Un hombre podía divorciarse de su esposa siempre que reintegrara la dote a su suegro. También podía ofrecerla directamente a un nuevo marido, sin pedir la opinión de la interesada. Las mujeres podían divorciarse en caso de maltrato, pero no solicitarlo ellas mismas: debían recurrir a un pariente que estuviera dispuesto a representarlas, cosa que raramente sucedía. Los hijos siempre permanecían bajo la tutela paterna.
Cortesana y su cliente, peliké ática de figuras rojas de Polignoto, c.430 a. C., Museo Arqueológico Nacional de Atenas. |
Al margen de las esposas, había en la antigua Grecia otras tipologías de mujer, desde las prostitutas hasta las concubinas.

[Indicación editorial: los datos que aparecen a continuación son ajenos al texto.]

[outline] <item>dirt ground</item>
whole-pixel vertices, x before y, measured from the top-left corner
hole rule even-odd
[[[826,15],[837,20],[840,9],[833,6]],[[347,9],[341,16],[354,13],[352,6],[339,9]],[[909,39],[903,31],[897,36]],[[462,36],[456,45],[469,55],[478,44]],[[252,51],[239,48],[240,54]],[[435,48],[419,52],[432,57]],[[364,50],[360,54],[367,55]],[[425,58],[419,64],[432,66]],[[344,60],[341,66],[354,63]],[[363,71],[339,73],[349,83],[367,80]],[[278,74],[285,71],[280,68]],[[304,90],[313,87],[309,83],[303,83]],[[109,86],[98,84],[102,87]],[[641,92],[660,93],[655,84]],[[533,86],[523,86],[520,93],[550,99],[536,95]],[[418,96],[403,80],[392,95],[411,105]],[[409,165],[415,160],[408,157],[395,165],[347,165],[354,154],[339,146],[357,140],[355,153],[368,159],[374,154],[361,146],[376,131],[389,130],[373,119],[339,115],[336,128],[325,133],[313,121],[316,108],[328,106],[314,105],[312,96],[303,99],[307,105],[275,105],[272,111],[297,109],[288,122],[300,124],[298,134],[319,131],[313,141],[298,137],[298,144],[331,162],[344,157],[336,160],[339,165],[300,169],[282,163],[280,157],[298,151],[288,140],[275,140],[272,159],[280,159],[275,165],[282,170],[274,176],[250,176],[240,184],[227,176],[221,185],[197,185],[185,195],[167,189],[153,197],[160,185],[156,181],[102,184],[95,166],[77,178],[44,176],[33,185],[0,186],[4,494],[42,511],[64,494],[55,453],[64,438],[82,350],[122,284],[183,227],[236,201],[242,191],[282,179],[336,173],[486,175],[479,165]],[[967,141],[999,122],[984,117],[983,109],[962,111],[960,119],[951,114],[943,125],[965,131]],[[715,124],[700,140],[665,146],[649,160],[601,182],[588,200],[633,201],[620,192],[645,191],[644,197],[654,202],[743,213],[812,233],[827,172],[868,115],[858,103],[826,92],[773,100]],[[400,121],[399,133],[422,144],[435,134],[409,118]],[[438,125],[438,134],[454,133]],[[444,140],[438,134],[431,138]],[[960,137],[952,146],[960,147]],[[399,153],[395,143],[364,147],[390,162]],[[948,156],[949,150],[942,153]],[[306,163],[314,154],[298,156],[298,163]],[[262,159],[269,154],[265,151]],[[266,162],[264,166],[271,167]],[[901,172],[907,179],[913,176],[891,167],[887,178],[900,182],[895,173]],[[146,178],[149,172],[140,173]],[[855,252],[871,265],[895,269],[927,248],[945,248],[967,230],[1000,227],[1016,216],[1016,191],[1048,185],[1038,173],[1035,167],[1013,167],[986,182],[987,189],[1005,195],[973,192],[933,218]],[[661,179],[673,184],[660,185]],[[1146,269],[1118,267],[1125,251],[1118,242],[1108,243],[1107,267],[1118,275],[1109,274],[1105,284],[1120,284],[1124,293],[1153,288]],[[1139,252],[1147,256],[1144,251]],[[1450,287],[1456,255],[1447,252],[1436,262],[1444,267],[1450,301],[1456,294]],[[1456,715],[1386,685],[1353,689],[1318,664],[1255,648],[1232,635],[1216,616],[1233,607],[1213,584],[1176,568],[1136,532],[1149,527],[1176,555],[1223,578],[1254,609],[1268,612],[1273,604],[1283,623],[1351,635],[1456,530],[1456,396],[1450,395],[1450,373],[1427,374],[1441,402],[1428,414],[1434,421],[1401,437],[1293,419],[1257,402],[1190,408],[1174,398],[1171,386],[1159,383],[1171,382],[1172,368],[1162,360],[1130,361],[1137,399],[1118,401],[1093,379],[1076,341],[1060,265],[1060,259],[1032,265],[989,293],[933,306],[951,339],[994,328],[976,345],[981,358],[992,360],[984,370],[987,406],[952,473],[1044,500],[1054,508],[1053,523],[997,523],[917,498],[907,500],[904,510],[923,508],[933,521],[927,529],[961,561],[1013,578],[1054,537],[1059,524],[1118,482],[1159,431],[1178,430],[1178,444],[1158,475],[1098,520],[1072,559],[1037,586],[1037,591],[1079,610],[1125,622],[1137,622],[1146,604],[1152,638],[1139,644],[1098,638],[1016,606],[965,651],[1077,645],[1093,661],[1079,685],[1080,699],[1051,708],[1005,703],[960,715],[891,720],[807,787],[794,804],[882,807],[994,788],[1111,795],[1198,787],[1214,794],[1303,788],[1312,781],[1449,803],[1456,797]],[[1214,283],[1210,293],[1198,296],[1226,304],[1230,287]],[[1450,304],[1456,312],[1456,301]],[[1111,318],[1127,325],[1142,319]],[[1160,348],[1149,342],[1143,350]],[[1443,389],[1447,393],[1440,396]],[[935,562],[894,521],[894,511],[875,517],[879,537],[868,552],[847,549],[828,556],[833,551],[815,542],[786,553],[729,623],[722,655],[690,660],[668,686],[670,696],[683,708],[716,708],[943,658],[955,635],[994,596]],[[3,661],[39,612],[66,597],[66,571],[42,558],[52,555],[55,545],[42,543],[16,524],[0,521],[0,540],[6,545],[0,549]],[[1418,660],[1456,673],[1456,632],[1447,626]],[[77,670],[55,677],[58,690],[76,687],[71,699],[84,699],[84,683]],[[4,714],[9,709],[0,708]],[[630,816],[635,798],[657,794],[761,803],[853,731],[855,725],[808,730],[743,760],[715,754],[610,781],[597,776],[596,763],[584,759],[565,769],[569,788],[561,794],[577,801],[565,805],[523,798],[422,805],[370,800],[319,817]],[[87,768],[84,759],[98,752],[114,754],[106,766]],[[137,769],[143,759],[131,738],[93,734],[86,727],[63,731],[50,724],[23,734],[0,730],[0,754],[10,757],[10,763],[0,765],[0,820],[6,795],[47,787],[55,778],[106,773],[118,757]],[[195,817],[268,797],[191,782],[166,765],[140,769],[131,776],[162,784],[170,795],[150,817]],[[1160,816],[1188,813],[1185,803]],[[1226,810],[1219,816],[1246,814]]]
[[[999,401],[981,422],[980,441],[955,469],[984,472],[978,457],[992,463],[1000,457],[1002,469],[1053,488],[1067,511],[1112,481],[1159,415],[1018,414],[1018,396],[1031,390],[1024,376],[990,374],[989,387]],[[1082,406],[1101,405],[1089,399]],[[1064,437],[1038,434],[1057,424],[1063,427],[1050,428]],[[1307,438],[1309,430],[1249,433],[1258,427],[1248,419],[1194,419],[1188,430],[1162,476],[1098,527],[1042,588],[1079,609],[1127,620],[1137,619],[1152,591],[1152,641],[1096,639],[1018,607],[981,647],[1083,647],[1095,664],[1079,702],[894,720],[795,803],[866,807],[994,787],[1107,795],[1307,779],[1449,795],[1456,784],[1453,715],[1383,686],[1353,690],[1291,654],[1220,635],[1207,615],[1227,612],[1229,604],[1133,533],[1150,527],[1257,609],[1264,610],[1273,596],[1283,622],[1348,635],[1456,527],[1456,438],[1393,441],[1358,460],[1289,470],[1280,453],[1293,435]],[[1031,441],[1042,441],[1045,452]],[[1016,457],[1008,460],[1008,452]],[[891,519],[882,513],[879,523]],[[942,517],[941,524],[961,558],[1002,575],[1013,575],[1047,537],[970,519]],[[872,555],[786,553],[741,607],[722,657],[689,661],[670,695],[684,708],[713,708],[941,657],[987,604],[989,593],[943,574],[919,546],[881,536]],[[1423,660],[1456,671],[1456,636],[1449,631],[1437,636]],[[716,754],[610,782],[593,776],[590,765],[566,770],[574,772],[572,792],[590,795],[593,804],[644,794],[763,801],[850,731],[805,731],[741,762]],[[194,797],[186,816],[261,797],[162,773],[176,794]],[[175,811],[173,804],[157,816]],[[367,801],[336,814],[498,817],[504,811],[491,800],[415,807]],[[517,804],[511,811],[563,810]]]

Las pornai, prostitutas corrientes, trabajaban en burdeles, aunque podían captar a sus clientes en la calle. Eran esclavas y, como tales, llevaban el pelo corto. La prostitución era una actividad regulada y sujeta a impuestos. Generalmente las explotaban proxenetas masculinos, aunque también podían estar al mando de una hetaira adinerada.
Estas, las hetairai, eran cortesanas o prostitutas de lujo. En griego, la palabra significaba literalmente “compañeras”. Eran las únicas mujeres que frecuentaban los simposia (banquetes masculinos en que los miembros de una hermandad se reunían para comer y emborracharse juntos). Debían sumar a su talento erótico otras habilidades, como danzar, recitar poemas, tocar instrumentos musicales y entablar conversaciones ingeniosas. Podían ser libres y ejercer como profesionales independientes; algunas instruían a sus hijas en el oficio y acababan regentando un pequeño negocio familiar. Siempre, eso sí, con la protección de algún aristócrata que las librara de las molestias de la gynaikonomoi, un cuerpo de policía que vigilaba la conducta moral de las mujeres.
Si las amas de casa eran anónimas, con las heteras sucedía todo lo contrario. Algunas fueron tan célebres como nuestras estrellas de Hollywood. Es el caso de Rodopis (Tracia, s. VI a. C.), Lais (Corinto, s. IV a. C.) o Friné (Tespias, s. IV a. C.), que posó como modelo de Afrodita para el escultor Praxíteles.
Las pallakai, a medio camino entre la esclavitud y la libertad, eran las concubinas, esposas sin dote cuyos hijos no podían considerarse ciudadanos. A menudo eran extranjeras que no podían aspirar a una unión legítima, como en el caso de Aspasia, la excepcional amante de Pericles. Pese a haber nacido mujer y, además, en otra ciudad, su influencia política en Atenas fue tan grande que, a su muerte, el hijo que tuvo de Pericles fue considerado ciudadano de pleno derecho, un privilegio nada frecuente.
Las pallakai no gozaban de ninguna protección legal, pero eran la institución griega más parecida a un matrimonio por amor. Para heteras o prostitutas de mediana edad, ganarse el afecto de un cliente habitual que las convirtiera en concubinas era la mejor jubilación posible.